I’m running a short Sagas of the Icelanders campaign at the mo, and I’ve noticed a problem with the female moves. Two out of four of them (Raise your Voice and Talk Sense and Entice a Man) have their only mechanical effect (besides risking an MC move) as a bonus/penalty to a roll. Which means that, mechanically speaking, they don’t affect NPCs at all.
This leaves women, who in theory are good at achieving results by talking and working through others, with exactly one tool to get an NPC to do what they want: Goad a Man to Action. (The fourth and final move is Lie with a Man to Conceive a Child, which is interesting but rather specialised, not to mention infrequent use.)
They are at their most powerful when influencing male PCs, therefore. So what do you do if your game has very few such characters? (Or maybe none?)
In our case we have one Godar (not sure how to do the funky nordic characters here, sorry), and that’s the only man. He’s quite old and not that physically ept. So what I perceive as the normal model, of men going off and doing physical deeds or falling out with each other, and the women kind of herding cats to stop them from getting killed, doesn’t seem to work so well here.

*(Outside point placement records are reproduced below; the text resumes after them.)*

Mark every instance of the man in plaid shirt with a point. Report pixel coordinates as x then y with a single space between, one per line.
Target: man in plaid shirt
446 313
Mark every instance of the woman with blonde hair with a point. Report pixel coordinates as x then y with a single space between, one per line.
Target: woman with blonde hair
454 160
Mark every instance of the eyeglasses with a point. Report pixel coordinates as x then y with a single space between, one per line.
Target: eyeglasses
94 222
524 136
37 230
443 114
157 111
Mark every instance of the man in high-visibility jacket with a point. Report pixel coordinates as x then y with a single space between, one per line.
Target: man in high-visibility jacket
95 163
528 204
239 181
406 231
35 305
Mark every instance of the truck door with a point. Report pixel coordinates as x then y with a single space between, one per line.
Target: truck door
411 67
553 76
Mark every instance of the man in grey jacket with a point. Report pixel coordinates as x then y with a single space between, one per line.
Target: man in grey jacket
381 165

In this situation it feels a bit like the engine of the system has lost all its friction. The parts are still there, but they’re not engaging with each other, and I’m forced to fall back on MC moves, which is kind of exhausting, or fudging the two PC-oriented moves to work on NPCs as well, which feels like it’s probably not how things are meant to work.
Anyone come up against this? Any advice?